Australian homeowners are underprepared for extreme weather, despite one in four experiencing home or property damage caused by severe weather or natural disasters, new research from QBE Insurance shows.
According to the research1, 71 per cent of Australians do not have a plan for extreme weather or natural disasters hitting their homes. Arron Mann, General Manager Claims, QBE Australia Pacific, says with so many people impacted by hail, storms, bushfires, floods and other extreme natural events, it is important to consider how we can better prepare and protect ourselves.
“Whether you live in the city or the country, extreme weather can affect us all, so it’s better to be prepared,” says Mann. “Our research reveals 37 per cent of people don’t have an emergency plan because they don’t think they need one. But as we’ve seen recently, natural disasters and extreme weather can strike anywhere with little to no warning.”
“Thousands of homes are damaged or destroyed by extreme weather and natural disasters each year. It’s crucial Australians take measures to protect themselves and their most important asset, including reviewing their insurance to ensure it’s adequate should the worst occur.”
In a sign of the times, when respondents were asked to choose one item to take with them if forced to flee their home, most people (39%) chose their mobile phone ahead of their valuables, photos or other precious items.
“One of the benefits of having an emergency plan in place is knowing exactly what you might need to take, such as a mobile phone and important documents,” says Mann.
“It’s also crucial to know where you can go for assistance.
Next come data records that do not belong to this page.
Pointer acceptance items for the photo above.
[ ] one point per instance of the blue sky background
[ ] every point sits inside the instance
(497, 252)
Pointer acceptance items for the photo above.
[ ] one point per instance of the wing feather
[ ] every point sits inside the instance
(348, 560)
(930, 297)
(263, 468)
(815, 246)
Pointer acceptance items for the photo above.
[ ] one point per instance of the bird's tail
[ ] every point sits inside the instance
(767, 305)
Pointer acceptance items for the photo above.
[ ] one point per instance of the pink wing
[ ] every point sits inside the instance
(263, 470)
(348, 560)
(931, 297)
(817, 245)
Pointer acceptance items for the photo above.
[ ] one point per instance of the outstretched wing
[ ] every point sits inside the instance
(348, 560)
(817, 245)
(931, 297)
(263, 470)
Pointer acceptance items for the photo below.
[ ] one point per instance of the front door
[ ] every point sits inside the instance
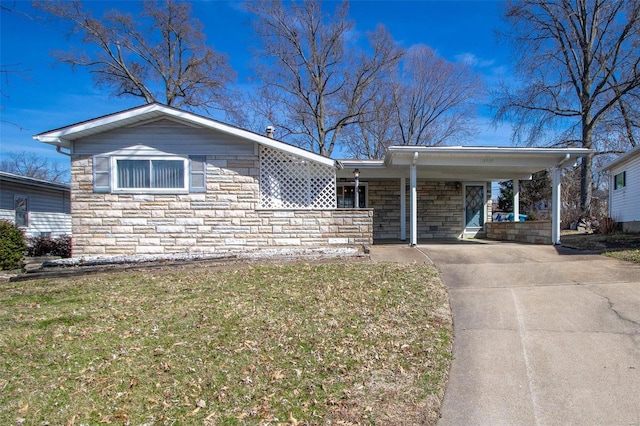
(474, 208)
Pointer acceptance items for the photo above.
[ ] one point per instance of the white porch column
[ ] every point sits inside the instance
(555, 206)
(403, 209)
(516, 200)
(414, 202)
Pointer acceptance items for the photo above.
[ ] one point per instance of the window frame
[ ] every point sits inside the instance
(26, 223)
(115, 174)
(623, 183)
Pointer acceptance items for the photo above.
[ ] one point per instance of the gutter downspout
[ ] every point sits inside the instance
(414, 201)
(556, 201)
(59, 150)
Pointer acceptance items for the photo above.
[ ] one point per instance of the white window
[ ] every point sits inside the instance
(159, 174)
(620, 180)
(151, 174)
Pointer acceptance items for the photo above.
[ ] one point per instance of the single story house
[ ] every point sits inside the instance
(624, 190)
(158, 180)
(38, 207)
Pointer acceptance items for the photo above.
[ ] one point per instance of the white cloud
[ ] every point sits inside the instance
(473, 60)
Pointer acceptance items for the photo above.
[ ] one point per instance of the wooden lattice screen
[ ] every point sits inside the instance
(291, 182)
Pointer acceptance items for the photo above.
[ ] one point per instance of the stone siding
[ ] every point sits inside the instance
(534, 232)
(439, 209)
(227, 216)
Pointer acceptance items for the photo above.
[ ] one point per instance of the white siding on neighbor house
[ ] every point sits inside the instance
(165, 136)
(624, 203)
(56, 224)
(40, 199)
(48, 209)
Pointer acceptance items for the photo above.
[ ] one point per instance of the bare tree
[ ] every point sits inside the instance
(377, 129)
(161, 56)
(29, 164)
(578, 67)
(432, 100)
(311, 66)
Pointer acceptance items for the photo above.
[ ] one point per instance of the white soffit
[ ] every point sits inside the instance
(463, 163)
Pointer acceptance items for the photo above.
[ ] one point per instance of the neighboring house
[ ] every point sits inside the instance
(624, 190)
(38, 207)
(154, 179)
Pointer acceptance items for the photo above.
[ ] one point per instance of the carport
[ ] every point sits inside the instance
(462, 173)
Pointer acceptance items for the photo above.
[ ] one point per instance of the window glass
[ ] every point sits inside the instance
(620, 180)
(21, 212)
(346, 198)
(156, 174)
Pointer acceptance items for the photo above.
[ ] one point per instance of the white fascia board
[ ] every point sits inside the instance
(549, 157)
(627, 156)
(363, 164)
(53, 140)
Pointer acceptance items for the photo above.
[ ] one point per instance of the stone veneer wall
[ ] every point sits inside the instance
(439, 209)
(535, 232)
(225, 217)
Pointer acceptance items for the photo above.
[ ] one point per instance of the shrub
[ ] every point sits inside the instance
(46, 246)
(607, 226)
(12, 246)
(62, 246)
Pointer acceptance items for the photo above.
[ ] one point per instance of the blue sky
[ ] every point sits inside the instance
(45, 96)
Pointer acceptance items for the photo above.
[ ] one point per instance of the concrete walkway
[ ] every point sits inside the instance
(543, 335)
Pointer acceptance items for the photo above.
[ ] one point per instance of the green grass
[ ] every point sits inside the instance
(626, 255)
(623, 246)
(353, 343)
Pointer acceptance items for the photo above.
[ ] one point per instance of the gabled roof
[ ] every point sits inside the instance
(63, 136)
(465, 162)
(26, 180)
(627, 156)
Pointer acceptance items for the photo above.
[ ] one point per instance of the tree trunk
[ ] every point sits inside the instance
(586, 171)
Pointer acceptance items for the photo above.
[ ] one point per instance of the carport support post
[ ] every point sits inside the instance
(555, 206)
(516, 200)
(403, 209)
(414, 202)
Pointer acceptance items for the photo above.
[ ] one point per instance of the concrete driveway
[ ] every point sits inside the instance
(542, 335)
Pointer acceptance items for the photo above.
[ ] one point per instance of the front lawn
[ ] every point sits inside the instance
(347, 343)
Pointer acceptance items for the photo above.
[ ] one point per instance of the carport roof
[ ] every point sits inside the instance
(464, 162)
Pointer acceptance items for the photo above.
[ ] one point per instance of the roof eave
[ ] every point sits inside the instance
(61, 137)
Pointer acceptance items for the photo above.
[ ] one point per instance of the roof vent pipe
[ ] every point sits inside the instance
(270, 130)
This will help you leave quickly and allow you to focus on making sure the people you care about are safe.”
Home preparation is also key to staying protected, but a significant number of Australians can do more to keep their homes safe, according to Mann.
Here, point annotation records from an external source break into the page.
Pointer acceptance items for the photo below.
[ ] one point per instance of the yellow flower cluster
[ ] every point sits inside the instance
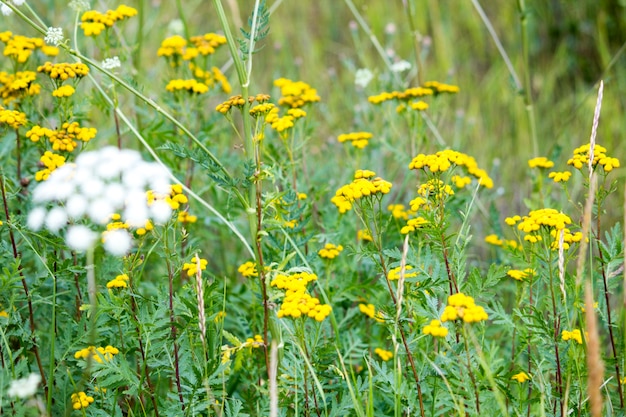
(297, 301)
(51, 161)
(364, 235)
(19, 47)
(444, 160)
(191, 85)
(413, 224)
(521, 377)
(120, 281)
(185, 217)
(207, 44)
(581, 158)
(461, 306)
(358, 139)
(238, 101)
(363, 185)
(540, 162)
(384, 354)
(370, 311)
(12, 118)
(563, 176)
(14, 86)
(394, 274)
(435, 329)
(192, 267)
(574, 335)
(63, 139)
(520, 275)
(81, 400)
(64, 91)
(493, 239)
(64, 71)
(330, 251)
(255, 342)
(548, 218)
(295, 93)
(248, 269)
(97, 353)
(94, 22)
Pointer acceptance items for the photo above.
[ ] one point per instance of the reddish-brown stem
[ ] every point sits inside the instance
(31, 314)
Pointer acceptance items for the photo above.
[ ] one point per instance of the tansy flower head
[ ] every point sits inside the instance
(435, 329)
(330, 251)
(192, 267)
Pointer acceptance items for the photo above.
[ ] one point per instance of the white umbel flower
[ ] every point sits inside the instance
(90, 190)
(111, 63)
(54, 36)
(24, 387)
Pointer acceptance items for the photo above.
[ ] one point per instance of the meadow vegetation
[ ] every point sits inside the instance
(312, 208)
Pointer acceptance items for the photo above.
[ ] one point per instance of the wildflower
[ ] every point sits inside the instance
(297, 302)
(400, 66)
(574, 335)
(540, 162)
(192, 267)
(419, 105)
(54, 36)
(364, 235)
(493, 239)
(394, 274)
(563, 176)
(120, 281)
(97, 184)
(12, 118)
(384, 354)
(370, 311)
(435, 329)
(64, 91)
(519, 274)
(363, 185)
(24, 387)
(362, 77)
(81, 400)
(111, 63)
(248, 269)
(98, 354)
(413, 224)
(521, 377)
(330, 251)
(463, 307)
(255, 342)
(442, 161)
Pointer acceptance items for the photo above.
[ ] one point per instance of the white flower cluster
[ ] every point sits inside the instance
(54, 36)
(111, 63)
(99, 184)
(6, 10)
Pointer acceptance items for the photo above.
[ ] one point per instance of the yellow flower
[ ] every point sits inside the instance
(81, 400)
(192, 267)
(521, 377)
(370, 311)
(540, 162)
(248, 269)
(435, 329)
(560, 176)
(330, 251)
(384, 354)
(394, 274)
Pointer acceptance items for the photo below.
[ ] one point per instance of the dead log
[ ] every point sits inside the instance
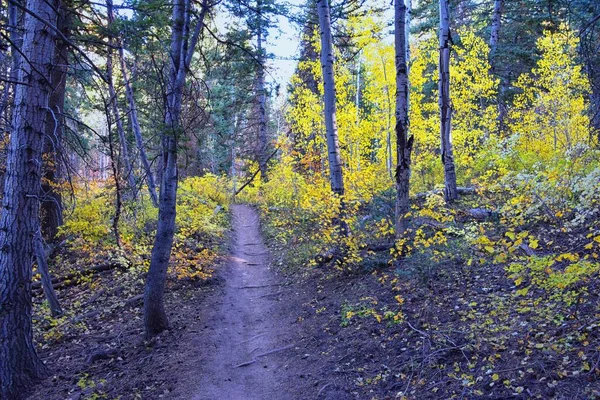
(70, 278)
(463, 191)
(102, 354)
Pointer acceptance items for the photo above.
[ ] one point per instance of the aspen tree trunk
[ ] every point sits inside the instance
(51, 207)
(137, 131)
(450, 192)
(494, 38)
(403, 141)
(495, 29)
(333, 148)
(262, 100)
(114, 105)
(20, 220)
(155, 317)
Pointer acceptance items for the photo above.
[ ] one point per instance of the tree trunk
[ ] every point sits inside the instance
(494, 38)
(155, 317)
(450, 192)
(137, 131)
(262, 100)
(42, 266)
(495, 29)
(114, 105)
(403, 142)
(51, 207)
(19, 363)
(333, 148)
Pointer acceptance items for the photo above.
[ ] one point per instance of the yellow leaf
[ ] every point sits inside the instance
(522, 292)
(518, 281)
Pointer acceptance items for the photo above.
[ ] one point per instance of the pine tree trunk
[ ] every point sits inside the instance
(42, 266)
(450, 192)
(262, 100)
(403, 142)
(51, 207)
(155, 317)
(137, 131)
(115, 105)
(333, 148)
(20, 220)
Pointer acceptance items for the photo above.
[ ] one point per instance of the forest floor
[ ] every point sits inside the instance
(261, 331)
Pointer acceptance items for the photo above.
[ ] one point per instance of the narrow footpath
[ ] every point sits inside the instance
(242, 348)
Of the people whose home or property has been damaged by wild weather, hailstorms were identified as the most common cause (37%), however respondents said they were more concerned about storms (28%) and bushfires (23%).
Residents of regional NSW, VIC and QLD felt their homes were better prepared for extreme weather events compared to metropolitan areas. Yet when it comes to protecting their homes, 16 per cent of people said they had no protection or did not know if protection was in place for their home.
“Home protection measures such as conducting regular home maintenance are key to preparing for wild weather and can go a long way in preventing or minimising damage to your home. They can also help ensure you’re not left lodging one of the tens of thousands of weather-related insurance claims we respond to annually.
“Insurance can offer important financial protection, but even if you have cover, the emotional and psychological cost of an incident can be significant.”
Key steps to protect yourself ahead of an extreme weather event or natural disaster include:
- Think about the types of events that could affect you, the likelihood of these occurring and plan and act accordingly.
- Consider insurance and review your cover to make sure it is correct. Ensure your home is insured to cover rebuild costs, considering increasing construction costs and building standards.
- Have conversations with family, friends and neighbours, and discuss how to prepare and help each other. If you intend to stay with someone, develop contingency plans in case they are also affected and unable to assist.
- Put a home maintenance schedule in place and get a home health check from qualified tradespeople and specialists. Ensuring home repairs are up to date could protect your home and potentially assist with insurance claims.
- Make an emergency plan and prepare a survival kit. Ensure important documents and valuables are easily and quickly accessible in case you need to evacuate your home. It also appears family support would be key to many Australians if a natural disaster or extreme weather event affected them, with 73 per cent of respondents saying they would rely on family for general support. However, 64 per cent of people haven’t discussed disaster planning with anyone, including fellow householders.
“Over half of the survey respondents would rely on family to get by in a dire situation, but most haven’t spoken to anyone about their plans let alone family members,” says Mann.
“Taking the time to ensure you and your loved ones understand the risks and are prepared for wild weather can not only bring peace of mind, but in a disaster situation, can also save time, valuable property, and most importantly, lives.”